Реция пошла наверх. В доме стало тихо. Эдвард поправил пледы, стеганое одеяло и лег на кушетку. Он читал книгу, за которую взялся в поезде: долгосрочный проект относительно целей и распределения фондов департамента, который в мае попадет в распоряжение их бюро. Дождь стучал в окно над кушеткой. У Эдварда замерзли руки. Внезапно в соседней комнате погас свет, стеклянная занавешенная дверь потемнела, и свет от маленькой настольной лампы показался очень тусклым. В соседней комнате спала кузина. Дом был полон неизвестных Эдварду людей. Ему было странно лежать на этой холодной кушетке, ночью, в дождь. Обычно на ней спали только летом, в жару. Поездка оказалась не такой, в какую он отправился. Приехать домой — вот оно, правильное направление, которое сейчас потеряло всякий смысл и окончилось в странном месте. Неужели беспорядок — это то, что все называют горем? «Она умерла, — подумал Эдвард. — Она умерла, а я лежу, удобно оперевшись на подлокотник кушетки, держу на согнутых под одеялом коленях открытую книгу, смотрю на страницы сто сорок четыре, сто сорок пять и жду собственной реакции на случившееся. Я уехал из дома так давно!» Сто сорок четыре, сто сорок пять… Взгляд Эдварда вернулся к книге. Он дочитал до конца главу. Часы показывали полтретьего ночи. Эдвард выключил лампу на бронзовой подставке и свернулся калачиком под одеялами, слушая, как дождь равномерно стучит в окно…

— Я еду в Парагвай, — сказал Эдвард моряку, расстроившись, что никто его об этом не спрашивает. — В Парагвананзу, столицу страны.

Через долгое-долгое время Эдвард встретил моряка около путей, затопленных половодьем. А когда, преодолев ужасные препятствия, он добрался до цели, до Парагвананзы, там оказалось все то же самое, что и здесь, дома.

2. Метемпсихоз

Когда пришло письмо от адвоката, Эдвард Руссе сначала даже не задумался о завещанном ему доме и лишь попытался выловить из потаенных глубин памяти хоть какие-то обрывки воспоминаний о внешности, характере или хотя бы походке брата маминого отца — двоюродного деда. Старик счел нужным оставить Эдварду дом в Брайлаве или сделал это по причине малочисленности наследников.

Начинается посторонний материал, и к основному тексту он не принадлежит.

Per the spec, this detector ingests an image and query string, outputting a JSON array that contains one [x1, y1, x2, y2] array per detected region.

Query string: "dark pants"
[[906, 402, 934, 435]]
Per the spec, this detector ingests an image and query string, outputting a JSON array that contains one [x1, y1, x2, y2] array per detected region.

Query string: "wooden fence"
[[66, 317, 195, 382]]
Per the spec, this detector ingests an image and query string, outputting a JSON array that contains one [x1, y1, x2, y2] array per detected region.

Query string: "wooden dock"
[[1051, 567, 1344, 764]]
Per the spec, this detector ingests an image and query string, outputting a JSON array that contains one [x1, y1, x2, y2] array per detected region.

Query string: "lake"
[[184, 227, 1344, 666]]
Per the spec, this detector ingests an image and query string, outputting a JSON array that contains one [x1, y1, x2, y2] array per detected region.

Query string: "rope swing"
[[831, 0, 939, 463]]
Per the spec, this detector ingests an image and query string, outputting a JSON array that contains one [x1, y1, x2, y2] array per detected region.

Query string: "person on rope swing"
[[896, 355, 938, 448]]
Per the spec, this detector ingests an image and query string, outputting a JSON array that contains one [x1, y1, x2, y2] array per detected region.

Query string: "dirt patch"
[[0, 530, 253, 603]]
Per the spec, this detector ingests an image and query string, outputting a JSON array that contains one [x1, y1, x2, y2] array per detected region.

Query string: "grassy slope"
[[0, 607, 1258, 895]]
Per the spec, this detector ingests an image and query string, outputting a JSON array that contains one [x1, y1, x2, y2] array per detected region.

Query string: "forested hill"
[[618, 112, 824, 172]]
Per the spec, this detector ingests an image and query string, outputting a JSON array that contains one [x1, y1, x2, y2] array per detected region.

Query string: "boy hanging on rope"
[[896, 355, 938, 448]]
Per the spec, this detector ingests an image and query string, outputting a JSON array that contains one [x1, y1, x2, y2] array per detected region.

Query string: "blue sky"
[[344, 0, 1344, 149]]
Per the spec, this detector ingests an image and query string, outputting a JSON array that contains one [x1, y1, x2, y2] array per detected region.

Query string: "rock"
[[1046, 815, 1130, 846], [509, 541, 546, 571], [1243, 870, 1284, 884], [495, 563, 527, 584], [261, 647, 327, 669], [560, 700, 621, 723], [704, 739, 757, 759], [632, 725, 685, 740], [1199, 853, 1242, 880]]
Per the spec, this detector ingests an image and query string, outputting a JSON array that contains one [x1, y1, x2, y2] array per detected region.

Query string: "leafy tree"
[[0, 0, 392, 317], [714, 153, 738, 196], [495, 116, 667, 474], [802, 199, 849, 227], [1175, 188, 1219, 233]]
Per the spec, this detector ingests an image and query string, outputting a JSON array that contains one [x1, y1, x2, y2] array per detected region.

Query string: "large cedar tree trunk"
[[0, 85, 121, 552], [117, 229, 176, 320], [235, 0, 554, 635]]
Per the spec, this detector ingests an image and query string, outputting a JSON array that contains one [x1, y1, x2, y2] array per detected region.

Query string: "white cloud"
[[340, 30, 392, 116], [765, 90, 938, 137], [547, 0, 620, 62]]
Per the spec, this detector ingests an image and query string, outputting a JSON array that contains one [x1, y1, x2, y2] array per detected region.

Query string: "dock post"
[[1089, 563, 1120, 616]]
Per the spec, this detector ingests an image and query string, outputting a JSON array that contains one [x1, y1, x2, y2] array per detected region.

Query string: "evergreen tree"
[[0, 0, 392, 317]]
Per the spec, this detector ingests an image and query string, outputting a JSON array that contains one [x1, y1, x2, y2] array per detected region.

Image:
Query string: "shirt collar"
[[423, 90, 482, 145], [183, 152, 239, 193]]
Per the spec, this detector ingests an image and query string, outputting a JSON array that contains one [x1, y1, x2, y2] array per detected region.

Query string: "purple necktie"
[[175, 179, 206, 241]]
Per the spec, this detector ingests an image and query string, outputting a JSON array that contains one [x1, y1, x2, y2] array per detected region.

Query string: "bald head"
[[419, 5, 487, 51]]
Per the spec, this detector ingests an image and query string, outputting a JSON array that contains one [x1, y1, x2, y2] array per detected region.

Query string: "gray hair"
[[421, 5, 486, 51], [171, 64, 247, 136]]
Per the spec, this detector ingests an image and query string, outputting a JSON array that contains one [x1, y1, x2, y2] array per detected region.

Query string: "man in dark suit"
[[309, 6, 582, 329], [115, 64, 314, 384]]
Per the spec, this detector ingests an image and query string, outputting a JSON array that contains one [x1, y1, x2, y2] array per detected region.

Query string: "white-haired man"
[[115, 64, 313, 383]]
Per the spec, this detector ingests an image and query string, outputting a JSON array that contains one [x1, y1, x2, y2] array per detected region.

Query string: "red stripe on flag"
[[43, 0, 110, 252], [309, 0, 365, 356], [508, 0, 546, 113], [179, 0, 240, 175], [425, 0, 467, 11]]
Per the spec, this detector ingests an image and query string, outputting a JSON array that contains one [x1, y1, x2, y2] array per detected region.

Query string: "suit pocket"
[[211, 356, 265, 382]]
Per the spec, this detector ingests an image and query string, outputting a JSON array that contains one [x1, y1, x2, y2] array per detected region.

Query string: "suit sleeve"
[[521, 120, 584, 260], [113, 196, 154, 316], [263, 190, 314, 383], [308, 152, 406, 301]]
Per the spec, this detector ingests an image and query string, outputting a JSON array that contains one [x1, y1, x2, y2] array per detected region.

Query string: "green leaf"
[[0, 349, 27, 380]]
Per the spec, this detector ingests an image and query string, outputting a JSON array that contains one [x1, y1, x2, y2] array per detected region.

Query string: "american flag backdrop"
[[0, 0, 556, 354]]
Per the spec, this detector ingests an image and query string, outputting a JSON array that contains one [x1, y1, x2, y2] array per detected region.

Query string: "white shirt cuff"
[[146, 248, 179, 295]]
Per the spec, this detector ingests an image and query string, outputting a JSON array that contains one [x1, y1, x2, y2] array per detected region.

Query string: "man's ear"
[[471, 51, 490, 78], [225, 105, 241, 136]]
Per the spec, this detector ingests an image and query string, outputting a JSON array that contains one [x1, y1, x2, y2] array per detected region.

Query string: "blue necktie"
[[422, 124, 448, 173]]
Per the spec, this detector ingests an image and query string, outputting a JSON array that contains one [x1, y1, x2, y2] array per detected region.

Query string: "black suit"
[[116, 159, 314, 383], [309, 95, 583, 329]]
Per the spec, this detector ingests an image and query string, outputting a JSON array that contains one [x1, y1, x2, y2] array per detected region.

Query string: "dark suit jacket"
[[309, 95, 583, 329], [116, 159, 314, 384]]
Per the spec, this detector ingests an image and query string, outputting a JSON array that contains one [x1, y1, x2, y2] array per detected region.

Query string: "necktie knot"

Эдвард всю жизнь прожил в Красное; когда ему исполнилось девять или десять лет, он ездил вместе с мамой навестить родственников, живущих на севере, но из всего путешествия теперь мог вспомнить лишь тривиальные вещи: курицу с выводком цыплят на заднем дворе у корзины, человека, который громко пел, стоя на углу улицы у подножия огромного (как тогда показалось Эдварду) темно-синего холма. И от дедушки, которому принадлежал дом, и от его брата, который дом унаследовал, в памяти остались лишь громкие старческие голоса и ощущение неуютности, царящее в темных комнатах. Глуховатый старик, какой-то чужой и совершенно не похожий на Эдварда и его родственников. Висящие на печи скрещенные мечи с плетеными рукоятками и гравированными лезвиями — шашки. Эдвард никогда раньше не видел шашки. Ему не разрешали играть с этими красивыми мечами. Даже сам старик никогда не притрагивался к ним, никогда их не полировал. Если бы Эдварду разрешили взять шашки, он бы начистил потемневшие лезвия. А сейчас ему было стыдно за неблагодарность своего ума, в котором сохранились лишь воспоминания о детской зависти — и ни единого мимолетного впечатления о человеке, который подарил ему дом, — даже если на самом деле Эдварду дом вовсе не нужен и он предпочел бы, чтобы старик не вспоминал о нем, неблагодарном внучатом племяннике, который совершенно не помнил своего двоюродного деда.

Что ему делать с этим домом в Брайлаве? Что ответить на письмо адвоката? Эдвард работал в бюро жилищного строительства, получал скромную зарплату, никогда не связывался ни с какими адвокатами и вообще остерегался их. Его жена придумала бы, как ответить на письмо; она обладала чутьем на такие вещи и вдобавок хорошими манерами. Представив, что написала бы Елена, Эдвард накропал короткое, вежливое послание адвокату, отправил его, а затем фактически сразу забыл и о двоюродном деде, и о наследстве, и о собственности в Брайлаве. Он был сильно загружен, поскольку взял на себя дополнительно дело реорганизации и упрощения ведения отчетов, в котором хорошо разбирался. Окружающие сказали бы, что Эдвард стремится потерять себя в работе, но ему всегда нравилась его работа, нравилась до сих пор, и он знал, что не может в ней потеряться. Напротив, он постоянно находил себя в работе, в выполненных заданиях, видел себя в коллегах. На каждом углу улицы, ведущей к бюро, он встречал самого себя, возвращающегося с работы домой на улицу Сайдрс, где его ждала Елена, преподающая в колледже прикладных искусств, ждала каждый день, кроме вечеров по средам, когда она вела занятия с четырех до шести.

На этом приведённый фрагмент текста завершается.